En enero de 1976 pronuncié el discurso principal sobre la pertenencia de los religiosos a la Iglesia particular en la que estaban trabajando. Expuse el tema de la pertenencia religiosa a la Iglesia particular y de su obligación de alinearse con el plan pastoral de la diócesis, explicando que la «exención» de los religiosos debía entenderse correctamente, en contra de algunos conceptos erróneos del pasado. No significaba que los religiosos fueran totalmente independientes, como si fueran una Iglesia dentro de la Iglesia, sino que, dada su disponibilidad para ser transferidos a otra Iglesia local en razón del bien de un servicio mayor, cuando se encontraran trabajando en una Iglesia particular se esperaba que encajaran lealmente en ella, en armonía con el obispo residencial, el clero diocesano y la propia misión de esa Iglesia local. Los obispos de la India apreciaron mucho mi charla y la publicaron en las actas de la Asamblea General de ese año; también apareció en Vidyajyoti 40 (1976), pp. 97-111. Por el contrario, algunos de mis compañeros jesuitas pensaron que había vendido a los religiosos a los obispos.

En otra ocasión, el tema propuesto para la deliberación de los obispos en la Asamblea General de la Conferencia fue «La respuesta de la Iglesia a las necesidades apremiantes de la India». Esto fue en Mangalore, en enero de 1977. Una vez más se me pidió que pronunciara el discurso principal sobre un tema que, debo confesar, pensé que estaba más allá de mis capacidades.
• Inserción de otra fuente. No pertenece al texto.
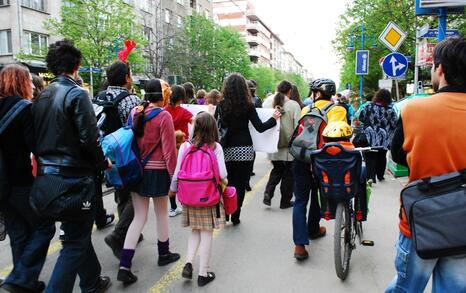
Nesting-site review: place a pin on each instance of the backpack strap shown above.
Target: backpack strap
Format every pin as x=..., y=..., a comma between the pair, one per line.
x=12, y=113
x=151, y=115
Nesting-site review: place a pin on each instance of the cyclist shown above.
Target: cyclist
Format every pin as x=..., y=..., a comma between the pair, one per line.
x=322, y=91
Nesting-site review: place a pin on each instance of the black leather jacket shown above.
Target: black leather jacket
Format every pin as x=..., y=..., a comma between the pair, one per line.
x=65, y=127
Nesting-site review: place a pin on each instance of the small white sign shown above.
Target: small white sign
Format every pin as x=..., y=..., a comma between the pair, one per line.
x=392, y=36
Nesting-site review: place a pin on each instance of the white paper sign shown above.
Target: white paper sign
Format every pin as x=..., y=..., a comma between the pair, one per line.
x=263, y=142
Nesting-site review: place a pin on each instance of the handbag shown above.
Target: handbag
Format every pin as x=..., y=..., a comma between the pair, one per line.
x=222, y=128
x=63, y=198
x=436, y=211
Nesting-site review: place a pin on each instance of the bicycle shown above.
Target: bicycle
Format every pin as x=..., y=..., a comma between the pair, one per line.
x=348, y=220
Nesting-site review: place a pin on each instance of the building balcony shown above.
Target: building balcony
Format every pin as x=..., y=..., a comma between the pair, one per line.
x=253, y=40
x=252, y=27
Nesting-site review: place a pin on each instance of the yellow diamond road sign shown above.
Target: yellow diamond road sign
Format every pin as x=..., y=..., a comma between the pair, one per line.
x=392, y=36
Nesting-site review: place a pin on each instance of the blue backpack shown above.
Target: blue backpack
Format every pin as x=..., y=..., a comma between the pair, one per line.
x=122, y=150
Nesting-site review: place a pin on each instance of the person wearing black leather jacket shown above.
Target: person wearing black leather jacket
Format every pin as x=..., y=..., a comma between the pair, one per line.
x=67, y=151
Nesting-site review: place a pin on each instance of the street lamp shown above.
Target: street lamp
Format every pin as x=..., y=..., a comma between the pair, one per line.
x=359, y=33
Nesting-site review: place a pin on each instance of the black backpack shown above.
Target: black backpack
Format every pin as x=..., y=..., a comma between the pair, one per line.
x=112, y=120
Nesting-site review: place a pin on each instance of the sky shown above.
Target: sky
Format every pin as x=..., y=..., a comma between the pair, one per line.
x=307, y=27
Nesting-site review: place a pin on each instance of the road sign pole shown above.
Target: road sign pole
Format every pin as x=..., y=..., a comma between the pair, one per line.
x=361, y=78
x=442, y=23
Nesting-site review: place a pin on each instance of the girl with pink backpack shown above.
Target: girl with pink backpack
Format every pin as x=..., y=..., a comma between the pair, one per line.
x=199, y=174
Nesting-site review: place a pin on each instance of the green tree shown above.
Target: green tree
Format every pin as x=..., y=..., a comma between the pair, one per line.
x=203, y=53
x=97, y=27
x=376, y=14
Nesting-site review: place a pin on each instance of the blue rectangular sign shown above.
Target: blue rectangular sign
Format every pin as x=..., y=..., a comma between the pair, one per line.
x=433, y=33
x=362, y=62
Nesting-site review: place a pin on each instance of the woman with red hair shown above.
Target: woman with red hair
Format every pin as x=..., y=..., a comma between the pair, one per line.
x=28, y=245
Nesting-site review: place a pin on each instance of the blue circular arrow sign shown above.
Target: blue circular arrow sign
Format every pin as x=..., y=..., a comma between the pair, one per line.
x=395, y=64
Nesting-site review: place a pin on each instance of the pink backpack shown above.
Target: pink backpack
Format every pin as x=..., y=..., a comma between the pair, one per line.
x=198, y=178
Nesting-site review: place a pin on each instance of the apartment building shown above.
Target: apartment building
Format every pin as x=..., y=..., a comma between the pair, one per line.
x=265, y=47
x=22, y=30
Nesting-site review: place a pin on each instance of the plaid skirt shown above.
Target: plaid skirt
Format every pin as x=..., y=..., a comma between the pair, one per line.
x=203, y=218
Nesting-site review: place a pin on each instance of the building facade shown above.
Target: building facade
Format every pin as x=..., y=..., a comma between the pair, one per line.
x=264, y=46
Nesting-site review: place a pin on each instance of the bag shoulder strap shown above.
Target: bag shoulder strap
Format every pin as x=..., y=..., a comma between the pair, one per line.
x=151, y=115
x=12, y=113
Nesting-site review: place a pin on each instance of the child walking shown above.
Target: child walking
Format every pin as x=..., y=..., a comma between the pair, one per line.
x=156, y=140
x=201, y=220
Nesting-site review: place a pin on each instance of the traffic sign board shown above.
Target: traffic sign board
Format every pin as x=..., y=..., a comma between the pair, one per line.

Traté de hacerlo lo mejor posible, señalando especialmente la necesidad de que la Iglesia ofreciera un testimonio de solidaridad con las clases pobres y deprimidas en un contexto como el de la India, para convertirse no simplemente en una Iglesia para los pobres, sino con los pobres y de los pobres. También hice hincapié en desarrollar un sentido de autosuficiencia y de dependencia de los recursos locales en lugar de seguir dependiendo principalmente de los fondos y la ayuda del exterior, una actitud perjudicial para el testimonio de la Iglesia local, así como para su autonomía legítima. Una vez más hice hincapié en la necesidad de avanzar con vigor y determinación con el programa de renovación presentado por el Concilio Vaticano II, especialmente en los campos de la liturgia, la participación de los laicos y la colegialidad en todos los niveles de la vida eclesial. Una vez más, la conferencia fue bien recibida por los obispos, quienes me encargaron la tarea de escribir, durante la noche de la víspera del último día de la reunión, las conclusiones que debían leerse y aprobarse a la mañana siguiente por los obispos, mientras ellos mismos iban esa tarde a la residencia del arzobispo de Mangalore a una recepción con cena, para celebrar el arduo trabajo realizado durante su reunión. Tanto la charla como las conclusiones fueron nuevamente publicadas en las actas de la Asamblea General de enero de 1977. Estos son solo algunos ejemplos, pero los elijo de entre las ocasiones que me dejaron una impresión más profunda.